Le lendemain, comme cela était convenu, Wolfram conduisit Walburge au rendez-vous qu’elle avait sollicité. Ici, nous laisserons M. Freytag raconter lui-même cette entrevue, la plus jolie scène de son second roman.

« Wolfram s’était écarté à la prière de Walburge, tout en se réservant de ne pas s’éloigner au point de ne pouvoir lui porter secours en cas de besoin. La jeune fille, à demi voilée, une corbeille à ses pieds, s’était assise contre l’arbre que son conducteur lui avait indiqué. Elle était seule, les mains jointes, regardant vers le ciel qu’elle ne voyait pas, que les branches et les feuilles lui cachaient. Le profond silence de la forêt n’était que rarement troublé par le cri d’un oiseau qui passait au-dessus…

« Tout à coup elle entendit un pas précipité, une voix l’appela par son nom, le proscrit accourait à travers les arbres.

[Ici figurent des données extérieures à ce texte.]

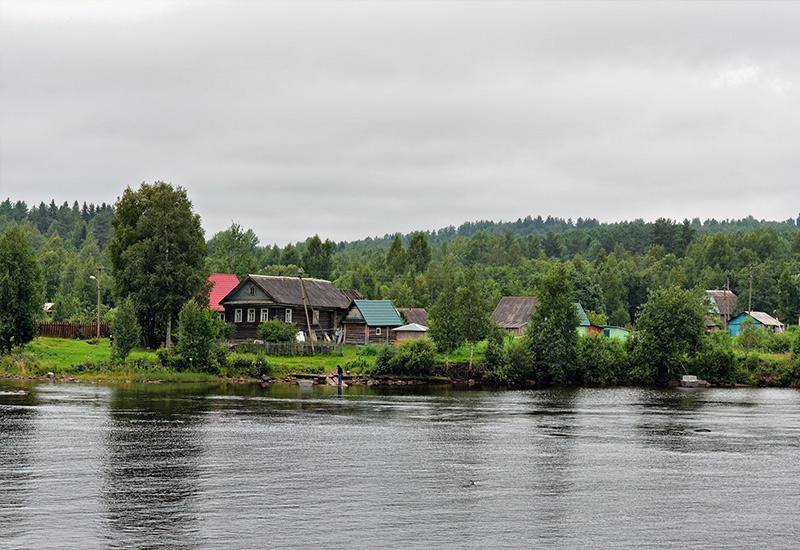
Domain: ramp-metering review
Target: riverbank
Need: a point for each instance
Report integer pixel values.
(79, 360)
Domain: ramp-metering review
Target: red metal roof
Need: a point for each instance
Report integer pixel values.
(221, 285)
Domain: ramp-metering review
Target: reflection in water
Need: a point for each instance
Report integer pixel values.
(17, 414)
(151, 467)
(250, 467)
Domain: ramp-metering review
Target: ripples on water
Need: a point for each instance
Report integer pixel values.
(242, 467)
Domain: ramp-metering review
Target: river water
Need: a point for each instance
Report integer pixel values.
(208, 466)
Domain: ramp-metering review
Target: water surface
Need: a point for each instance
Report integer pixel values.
(207, 466)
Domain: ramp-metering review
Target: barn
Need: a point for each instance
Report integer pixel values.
(370, 322)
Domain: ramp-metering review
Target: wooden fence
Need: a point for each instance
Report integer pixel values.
(290, 349)
(72, 330)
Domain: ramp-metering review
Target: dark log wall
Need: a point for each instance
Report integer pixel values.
(244, 330)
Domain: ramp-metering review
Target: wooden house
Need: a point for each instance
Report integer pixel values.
(758, 319)
(722, 306)
(411, 331)
(315, 306)
(513, 313)
(370, 322)
(414, 315)
(220, 285)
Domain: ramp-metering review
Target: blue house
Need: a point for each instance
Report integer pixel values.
(757, 319)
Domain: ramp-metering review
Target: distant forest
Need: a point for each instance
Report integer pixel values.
(613, 265)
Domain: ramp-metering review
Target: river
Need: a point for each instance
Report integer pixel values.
(230, 466)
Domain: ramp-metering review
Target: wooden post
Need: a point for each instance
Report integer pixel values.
(305, 308)
(99, 273)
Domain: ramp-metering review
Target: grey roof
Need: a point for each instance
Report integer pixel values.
(411, 327)
(414, 315)
(764, 318)
(725, 300)
(514, 311)
(288, 290)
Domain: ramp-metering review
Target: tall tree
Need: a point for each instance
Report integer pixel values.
(553, 330)
(419, 251)
(233, 250)
(157, 255)
(669, 325)
(21, 290)
(446, 327)
(473, 308)
(318, 257)
(396, 260)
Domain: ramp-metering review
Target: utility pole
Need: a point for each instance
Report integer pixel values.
(97, 280)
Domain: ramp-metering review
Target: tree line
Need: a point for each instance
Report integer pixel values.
(153, 250)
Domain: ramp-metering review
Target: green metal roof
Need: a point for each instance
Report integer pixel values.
(582, 315)
(379, 313)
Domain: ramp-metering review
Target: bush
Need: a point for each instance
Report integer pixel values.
(276, 330)
(413, 358)
(126, 330)
(601, 361)
(779, 342)
(247, 364)
(716, 361)
(198, 331)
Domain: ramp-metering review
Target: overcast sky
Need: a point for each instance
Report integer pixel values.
(350, 119)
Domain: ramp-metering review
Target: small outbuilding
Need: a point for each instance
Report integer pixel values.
(513, 313)
(758, 319)
(722, 304)
(416, 315)
(370, 322)
(620, 333)
(411, 331)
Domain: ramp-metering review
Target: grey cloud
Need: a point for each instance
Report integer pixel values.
(350, 119)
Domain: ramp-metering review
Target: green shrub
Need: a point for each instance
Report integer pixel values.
(369, 351)
(126, 330)
(716, 361)
(276, 330)
(359, 365)
(601, 361)
(413, 358)
(198, 332)
(779, 342)
(247, 364)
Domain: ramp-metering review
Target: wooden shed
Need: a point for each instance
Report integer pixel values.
(260, 298)
(411, 331)
(416, 315)
(370, 322)
(758, 319)
(513, 313)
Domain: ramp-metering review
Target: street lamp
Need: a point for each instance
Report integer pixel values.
(97, 279)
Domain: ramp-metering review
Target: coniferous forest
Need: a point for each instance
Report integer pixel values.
(612, 266)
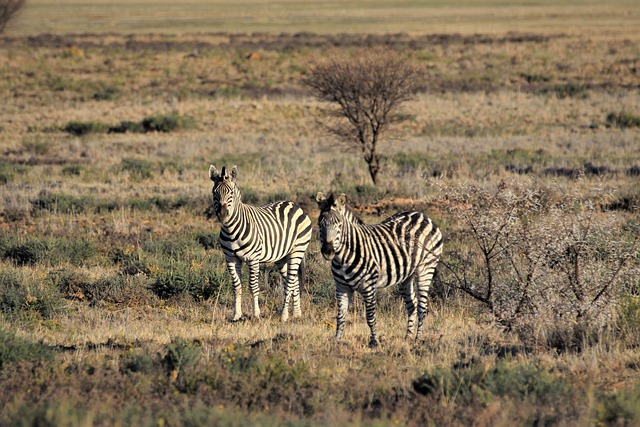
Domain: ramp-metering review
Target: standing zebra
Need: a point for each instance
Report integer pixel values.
(278, 232)
(404, 247)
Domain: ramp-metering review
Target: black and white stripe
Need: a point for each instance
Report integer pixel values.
(403, 249)
(278, 232)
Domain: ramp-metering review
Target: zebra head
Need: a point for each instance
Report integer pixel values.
(331, 220)
(225, 193)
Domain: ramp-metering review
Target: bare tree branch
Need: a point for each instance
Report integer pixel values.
(367, 89)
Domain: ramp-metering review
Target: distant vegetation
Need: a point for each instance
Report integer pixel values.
(522, 146)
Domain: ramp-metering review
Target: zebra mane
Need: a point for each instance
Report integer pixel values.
(350, 214)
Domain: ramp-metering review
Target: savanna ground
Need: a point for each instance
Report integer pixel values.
(114, 299)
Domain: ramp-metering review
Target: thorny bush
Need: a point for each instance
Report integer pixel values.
(547, 265)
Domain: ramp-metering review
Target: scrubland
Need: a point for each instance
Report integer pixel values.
(115, 304)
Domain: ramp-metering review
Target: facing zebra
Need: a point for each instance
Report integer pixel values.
(402, 249)
(278, 232)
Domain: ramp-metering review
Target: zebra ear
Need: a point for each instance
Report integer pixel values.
(213, 173)
(341, 200)
(321, 200)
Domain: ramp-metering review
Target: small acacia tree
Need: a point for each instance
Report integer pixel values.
(368, 89)
(8, 9)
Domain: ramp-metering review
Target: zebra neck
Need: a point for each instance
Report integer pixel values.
(349, 245)
(233, 224)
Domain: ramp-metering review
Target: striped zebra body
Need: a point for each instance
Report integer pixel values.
(278, 232)
(403, 250)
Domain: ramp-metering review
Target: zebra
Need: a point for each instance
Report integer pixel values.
(401, 249)
(277, 232)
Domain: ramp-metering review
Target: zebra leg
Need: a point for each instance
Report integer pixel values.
(295, 262)
(283, 266)
(425, 275)
(254, 272)
(369, 296)
(410, 303)
(344, 295)
(235, 271)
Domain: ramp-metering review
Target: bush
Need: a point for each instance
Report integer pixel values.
(26, 252)
(61, 203)
(481, 383)
(127, 126)
(20, 293)
(166, 123)
(623, 119)
(180, 356)
(178, 277)
(569, 90)
(551, 270)
(79, 128)
(14, 349)
(138, 169)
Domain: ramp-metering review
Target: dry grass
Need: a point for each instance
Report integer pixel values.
(371, 16)
(497, 108)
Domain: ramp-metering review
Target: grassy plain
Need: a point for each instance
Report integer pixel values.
(114, 299)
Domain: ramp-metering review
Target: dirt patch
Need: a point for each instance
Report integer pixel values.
(264, 41)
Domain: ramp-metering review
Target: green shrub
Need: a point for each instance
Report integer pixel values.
(14, 349)
(475, 382)
(127, 126)
(72, 170)
(61, 203)
(138, 169)
(628, 323)
(75, 251)
(105, 93)
(181, 355)
(166, 123)
(27, 252)
(49, 250)
(623, 119)
(569, 90)
(179, 277)
(414, 161)
(359, 195)
(138, 362)
(79, 128)
(20, 293)
(620, 407)
(208, 240)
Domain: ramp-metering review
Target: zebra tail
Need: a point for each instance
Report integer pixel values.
(302, 274)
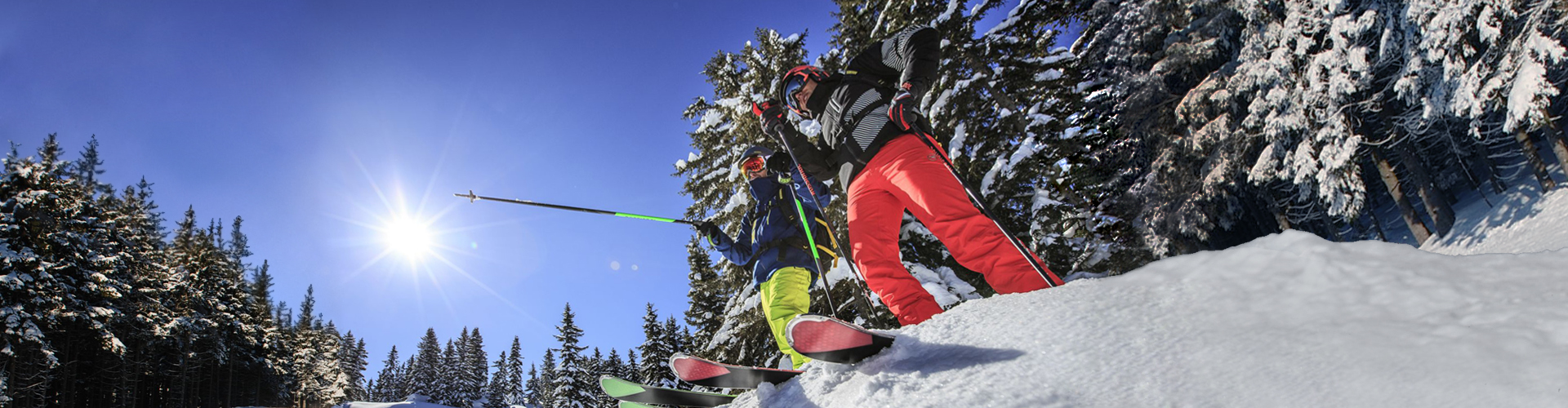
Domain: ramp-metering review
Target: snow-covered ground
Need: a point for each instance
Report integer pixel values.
(1286, 321)
(1474, 319)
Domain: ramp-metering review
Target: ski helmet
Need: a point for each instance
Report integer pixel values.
(753, 151)
(794, 81)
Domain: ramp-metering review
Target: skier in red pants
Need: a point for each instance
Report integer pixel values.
(872, 140)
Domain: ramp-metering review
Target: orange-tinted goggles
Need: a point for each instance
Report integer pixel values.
(755, 163)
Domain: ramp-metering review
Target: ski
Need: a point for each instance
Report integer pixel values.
(831, 339)
(706, 372)
(629, 391)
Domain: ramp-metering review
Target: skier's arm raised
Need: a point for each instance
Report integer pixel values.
(811, 156)
(737, 250)
(908, 60)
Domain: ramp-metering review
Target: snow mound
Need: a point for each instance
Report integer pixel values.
(1285, 321)
(412, 402)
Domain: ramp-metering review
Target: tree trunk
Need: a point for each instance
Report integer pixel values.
(1484, 154)
(1392, 181)
(1539, 168)
(1554, 137)
(1437, 204)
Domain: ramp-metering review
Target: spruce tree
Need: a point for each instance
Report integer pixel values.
(390, 382)
(656, 350)
(513, 380)
(424, 372)
(574, 382)
(706, 295)
(496, 391)
(477, 367)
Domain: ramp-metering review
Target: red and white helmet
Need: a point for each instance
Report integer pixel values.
(794, 81)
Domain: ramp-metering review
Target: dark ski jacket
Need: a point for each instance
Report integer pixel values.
(772, 236)
(852, 107)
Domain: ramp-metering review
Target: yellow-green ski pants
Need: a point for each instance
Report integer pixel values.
(783, 297)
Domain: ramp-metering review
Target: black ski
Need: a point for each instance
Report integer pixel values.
(630, 391)
(831, 339)
(706, 372)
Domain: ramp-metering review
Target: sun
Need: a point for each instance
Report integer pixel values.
(408, 237)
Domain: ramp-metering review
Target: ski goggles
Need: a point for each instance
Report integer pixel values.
(753, 163)
(791, 88)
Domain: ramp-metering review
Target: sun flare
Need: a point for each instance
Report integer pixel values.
(408, 237)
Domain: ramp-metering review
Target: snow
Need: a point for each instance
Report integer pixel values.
(1285, 321)
(412, 402)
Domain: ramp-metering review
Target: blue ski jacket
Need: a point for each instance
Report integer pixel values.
(772, 234)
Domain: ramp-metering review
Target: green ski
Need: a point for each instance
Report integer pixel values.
(627, 391)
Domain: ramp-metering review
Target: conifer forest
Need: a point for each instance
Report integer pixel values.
(1109, 134)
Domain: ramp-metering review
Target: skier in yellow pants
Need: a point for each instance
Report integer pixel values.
(773, 239)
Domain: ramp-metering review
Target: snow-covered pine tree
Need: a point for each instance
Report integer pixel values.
(629, 370)
(541, 388)
(725, 129)
(656, 352)
(574, 382)
(390, 384)
(148, 277)
(424, 370)
(496, 391)
(599, 366)
(679, 339)
(352, 361)
(477, 369)
(706, 295)
(513, 380)
(451, 374)
(57, 292)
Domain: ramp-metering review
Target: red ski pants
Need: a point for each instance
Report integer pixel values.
(906, 175)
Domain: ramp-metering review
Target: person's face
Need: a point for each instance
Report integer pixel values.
(804, 93)
(755, 166)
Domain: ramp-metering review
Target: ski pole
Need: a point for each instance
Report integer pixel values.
(470, 197)
(974, 198)
(800, 211)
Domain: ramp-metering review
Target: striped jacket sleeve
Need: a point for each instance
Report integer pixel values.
(906, 57)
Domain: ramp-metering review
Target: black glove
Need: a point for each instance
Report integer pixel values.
(772, 117)
(780, 163)
(707, 229)
(905, 112)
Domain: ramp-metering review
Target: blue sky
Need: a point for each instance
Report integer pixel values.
(318, 120)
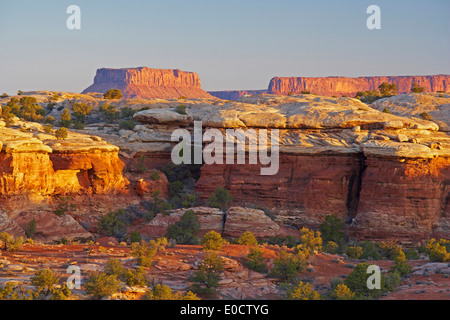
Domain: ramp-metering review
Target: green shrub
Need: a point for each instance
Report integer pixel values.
(354, 252)
(437, 250)
(109, 112)
(220, 199)
(206, 278)
(100, 284)
(303, 291)
(255, 260)
(127, 124)
(416, 88)
(357, 283)
(212, 241)
(332, 229)
(78, 125)
(370, 251)
(342, 292)
(155, 175)
(11, 243)
(48, 129)
(80, 111)
(247, 238)
(31, 228)
(181, 109)
(63, 205)
(310, 242)
(44, 280)
(61, 133)
(66, 119)
(331, 247)
(135, 236)
(113, 94)
(426, 116)
(185, 230)
(146, 251)
(163, 292)
(287, 266)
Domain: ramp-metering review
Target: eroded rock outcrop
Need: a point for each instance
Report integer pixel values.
(329, 86)
(147, 83)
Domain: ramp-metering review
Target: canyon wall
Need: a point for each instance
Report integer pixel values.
(149, 83)
(338, 86)
(235, 94)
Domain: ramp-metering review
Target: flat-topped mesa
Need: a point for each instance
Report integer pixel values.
(338, 86)
(149, 83)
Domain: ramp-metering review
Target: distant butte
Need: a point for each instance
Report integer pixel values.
(338, 86)
(147, 83)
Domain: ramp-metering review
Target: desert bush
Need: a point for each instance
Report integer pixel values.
(287, 266)
(135, 236)
(127, 124)
(212, 241)
(100, 284)
(155, 175)
(61, 133)
(80, 110)
(331, 247)
(206, 278)
(163, 292)
(388, 89)
(303, 291)
(354, 252)
(332, 229)
(11, 243)
(48, 129)
(437, 250)
(185, 230)
(146, 251)
(109, 112)
(63, 205)
(30, 230)
(113, 94)
(411, 254)
(310, 242)
(15, 291)
(416, 88)
(370, 250)
(426, 116)
(66, 119)
(255, 260)
(181, 109)
(357, 283)
(247, 238)
(342, 292)
(220, 199)
(44, 280)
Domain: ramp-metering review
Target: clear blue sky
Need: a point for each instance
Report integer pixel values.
(231, 44)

Il se jeta à ses pieds sur la mousse et lui prit les mains. — Tu es pourtant venue, lui dit-il, — et l’émotion joyeuse étouffait sa voix, — j’ai secrètement espéré que je te verrais encore une fois, et chaque jour j’allais et venais sur cette mousse comme si un enchantement m’eût retenu près de cet arbre. — Walburge lui touchait doucement les cheveux et les joues. — Que l’on visage est pâle ! lui dit-elle, que tes cheveux sont emmêlés et ton corps amaigri, pauvre ombre qui fuis le soleil ! La forêt t’en veut, tu as la mine désespérée et le regard farouche. — Il fait dur dans la forêt, et la solitude est terrible au proscrit, répondit Ingram, les racines lui blessent le pied, les branches lui arrachent les cheveux, et les corbeaux dans les hauteurs de l’air se demandent en croassant s’il ne leur servira pas bientôt de régal. Je ne sais pourtant pas si je dois beaucoup me réjouir de te voir ; tu viens d’auprès des prêtres et tu vas retourner chez eux pour leur annoncer l’agréable nouvelle que tu m’as trouvé misérable et désolé. — J’étais chez les prêtres, et je suis venue, répondit gravement Walburge, j’ai quitté la maison des chrétiens pour venir prendre soin, de toi, autant que je le puis ; j’ai quitté la société des hommes et j’ai choisi la forêt sauvage, si tu veux me garder près de toi.

« — Walburge ! — s’écria le proscrit, qui se jeta de nouveau contre terre. Puis il l’entoura de ses bras, appuya sa tête contre sa bien-aimée et sanglota comme un enfant.

« Walburge lui prit la tête, déposa un baiser sur ses cheveux hérissés et lui dit d’un ton maternel : — Calme-toi, sauvage ; si ton sort est rude, je veux t’aider à le supporter. Moi aussi, j’ai grandi près de la sauvagerie, non loin des brigands de la frontière. Le courage patient est d’un grand secours aux opprimés. Assieds-toi devant moi, Ingram, et parlons raisonnablement comme jadis quand nous causions près du foyer de mon père. — Ingram obéit docilement, mais retint sa main. — Ne me presse pas ainsi la main, continua Walburge, j’ai à te confier quelque chose de pénible, une chose qui ne sort pas facilement de la bouche d’une jeune fille. — Mais Ingram l’interrompit. — Avant tout, écoute-moi, dit-il, — Il prit un caillou dans la mousse et le jeta derrière lui. — Voilà ce que je fais de ce qui nous séparait. Pardonne, Walburge, ce qui t’a choquée en moi, ne pense plus à ton esclavage chez les Sorbes, ni à ta délivrance par la main des étrangers, et, je t’en supplie, ne m’afflige pas de paroles sévères, car je suis si heureux à cette heure en te voyant devant moi, fidèle à notre amour, que je veux à peine songer à mon bannissement. Tu es plus chère à mon cœur que je ne saurais te le dire, et aujourd’hui que tu es venue me trouver, je ne puis que penser à toi et me réjouir de ta présence.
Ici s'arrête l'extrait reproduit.